The study investigates the catalytic activity of two palladium(II) complexes, [PdCl(ppy)(IMes)] (4) and [PdCl(ppy){(CN)2IMes}] (6), in the Mizoroki-Heck reaction, a crucial cross-coupling reaction in the synthesis of pharmaceuticals and natural products. These complexes feature different N-heterocyclic carbene (NHC) ligands, IMes and (CN)2IMes, with the latter having a higher π-acceptor strength. The purpose of the study is to evaluate how the π-acceptor strength of the NHC ligands affects the catalytic performance of the complexes. The chemicals used include palladium(II) chloride, 2-phenylpyridine, 1,3-bis(mesityl)imidazol-2-ylidene (IMes), 4,5-dicyano-1,3-bis(mesityl)imidazol-2-ylidene ((CN)2IMes), and aryl halides, which serve as substrates in the Mizoroki-Heck reaction. The study aims to develop more effective precatalysts for this reaction by understanding the influence of the NHC ligands' electronic properties on the reaction's efficiency.

Syntheses of (+/-)-Alchorneine nad (+/-)-Isoalchorneine

10.1021/jo00280a009

The research focuses on the synthesis and study of certain organic compounds, particularly those related to trichothecenes and C-glycoside antibiotics. The primary purpose is to understand the reactivity and structure of these compounds, which have potential applications in areas such as protein synthesis inhibition and antibiotic activity. Key chemicals used in the research include methoxyguanidine, cyanamide, palladium chloride, and various solvents like acetonitrile and dichloromethane. The study employs techniques such as X-ray analysis, NMR spectroscopy, and palladium-assisted cyclizations. The conclusions drawn from the research highlight the importance of the spatial arrangement and the influence of functional groups on the reactivity of these compounds. For instance, the study demonstrates that the reactivity of compound 2 under certain conditions can be explained by both spatial and thermodynamic arguments. Additionally, the synthesis of C-glycoside analogues like 8-ethenyl-1-hydroxy-4-(β-D-ribofuranosyl)benzo[d]naphtho[1,2-b]pyran-6-one suggests that the presence of specific functional groups, such as the 1-hydroxy and 8-vinyl substituents, are crucial for bioactivity, although the carbohydrate moieties also play significant roles in the overall antibiotic action.
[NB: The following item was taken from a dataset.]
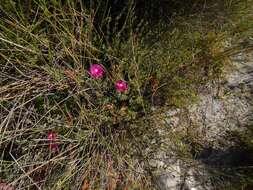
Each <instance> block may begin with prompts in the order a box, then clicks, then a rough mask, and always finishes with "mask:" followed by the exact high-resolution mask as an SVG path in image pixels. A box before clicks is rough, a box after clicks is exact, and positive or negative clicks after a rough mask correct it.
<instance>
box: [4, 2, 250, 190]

Carbonylation Access to Phthalimides Using Self-Sufficient Directing Group and Nucleophile

10.1021/acs.joc.7b02433

The research presents a novel and efficient method for synthesizing phthalimides using a palladium-catalyzed oxidative carbonylation reaction. The primary purpose of this study is to develop a more atom- and step-economical approach to phthalimide synthesis, which are important structural motifs in many drug candidates. The key innovation lies in the use of self-sufficient directing groups and nucleophiles generated in situ. Specifically, the imine formed from the condensation of aldehyde and amine serves as the directing group, while water (H2O) acts as the nucleophile. This method allows for the rapid and efficient construction of various phthalimide derivatives, including medicinally and biologically active compounds, from readily available materials in a one-pot manner. The study concludes that this approach is highly atom- and step-economical, aligning with the principles of green chemistry. It also demonstrates the synthetic utility of the resultant phthalimides through further transformations, such as reduction, hydrazine hydration, and aminolysis. The key chemicals used in the research include palladium chloride (PdCl2), copper oxide (CuO), carbon monoxide (CO), and a variety of aryl-substituted benzaldehydes and amines. The study highlights the potential of this method for the synthesis of bioactive compounds and its compatibility with different functional groups, suggesting broad applications in pharmaceutical and organic chemistry.